Star Trek Beyond (2016)

The USS Enterprise crew explores the furthest reaches of uncharted space, where they encounter a new ruthless enemy who puts them and everything the Federation stands for to the test.

As
Yoda now famously once said, “judge me by my size, would you?” I was
reminded more than once (and within the first couple of minutes) of the late,
great Douglas Adams. In Hitchhikers Guide, he told at least a partial story of
an alien race that received a signal from earth and immediately set about
travelling to the unsuspecting planet to overthrow the human race and take it
for themselves. It wasn’t until they got here that they realised their somewhat
massive error of judgement.

Nevertheless,
lots of little enemies are still, when properly organised, something of a force
to be reckoned with, as evidenced here in the third JJ Abrams Star Trek
adventure, this time directed by (Steve does a Spock eyebrow) Fast
& Furious director Justin Lin.


Less the
third part of a trilogy and more a standalone project, the crew are all back
together on the Enterprise, at least for a while, before finding themselves
separated and shipwrecked on a planet on the very edge of known space. The
backstory is in place, so a potted history of the first two films of this
reboot is beneficial, if not entirely necessary.


Most
notably, Simon Pegg (Montgomery Scotty) takes up script-writing duties here and
depending on what you read, this was a monumental failure or an averagely
satisfying choice. There aren’t many corners where you’ll find critics shouting
about how great the writing was, however. Personally, I would lean towards the
latter and suggest that whilst it is far from awful, it rarely inspires. It is
not as funny as it might be and you do get the feeling that Pegg wanted
this to have the cool overtones of Guardians Of the Galaxy, with
whipsmart-crackling dialogue, Beastie Boys wailing over the battle scenes
notwithstanding. Oddly (says the bluff old cynic), Scotty ends up with a good
deal more screen time too. Again, whether you think that’s a good thing or not
depends on your particular brand of tea.


Karl
Urban is back too, still determined to sport his ridiculous American
accent as Bones, the often enflamed and frustrated Doctor, Chris Pine as
Kirk, Zoe Saldana as Uhura, John Cho as Sulu and Quinto as Spock. Sadly,
every time he was on screen, we were reminded of the premature end Anton
Yelchin, who for the last time plays Chekhov. Both he and Leonard Nimoy are
remembered in the credits at the end of the picture, which may well bring a
lump to your throat.


And
really it’s ‘as you were’. The plot is thin, the setup brief and the action
huge, vast and glorious.
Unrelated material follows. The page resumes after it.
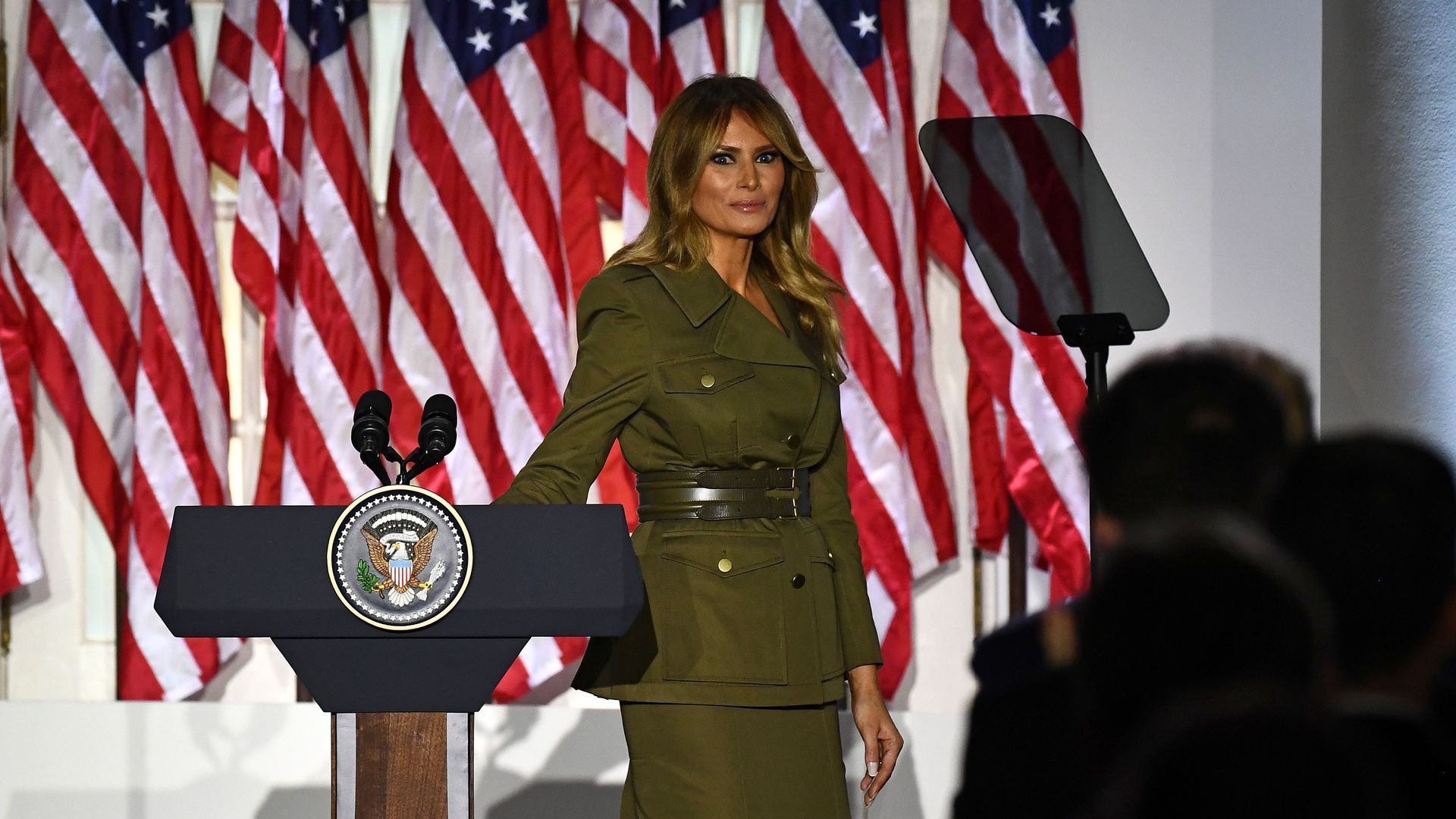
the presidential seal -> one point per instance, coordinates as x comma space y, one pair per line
400, 557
One thing we can’t argue about is just how fantastic
this picture is for the eyes. Watch it in 3D and you may well find it a little
dark in places (which has been mentioned elsewhere, and I can confirm that
this is indeed the case). Pine still has enough swagger to pull off
the maverick captain (just about), Quinto and Saldana still genuinely smoulder
in each other’s company and the rest of the crew are on point and do their
duties well enough so as not cause frustration to Trekkies everywhere.


Some
may gripe about the extended amount of sway and influence offered to Pegg
(let’s be honest, the boy has done very well for himself from his days on
‘Spaced’), as he seems to have failed to steer the script to either popcorn
tomfoolery or scientific plausibility, choosing, we assume, to remain somewhere
in the middle. Star Trek fans are geeks, let’s not deny it, but they do like
their bangs and whistles. Here, the science-fiction is overlooked mostly and
the plot suffers for it by the end.


The
$185 million budget clearly went on the pretty and not on the ‘thinky’, as the
story is flimsy and the script enough on the wrong side of irreverent to make
me believe its shortcomings were accidental and not by design. This is far
from a flop, you understand, but the hardcore Trekkies (of which I am most
certainly not one) may have more trouble swallowing it than previously.
It’s a rip-roaring spectacle in the Gene Roddenberry universe, with characters
inspired by the great man himself, but these latest versions, as polished and
politically correct as they are, remain pale imitations of their original
inspirations. New additions Idris Elba as Badguy #1 and Sofia Boutella as Unpredictable
and unusually adept alien academy rookie-to-be do add to the mix with decent
performances, but really, what this seems to lack above everything else, is
soul. A fact you’ll be reminded of if you sit through the credits.


Nonetheless,
this is worth the entry fee for pure, candied, hedonistic mayhem.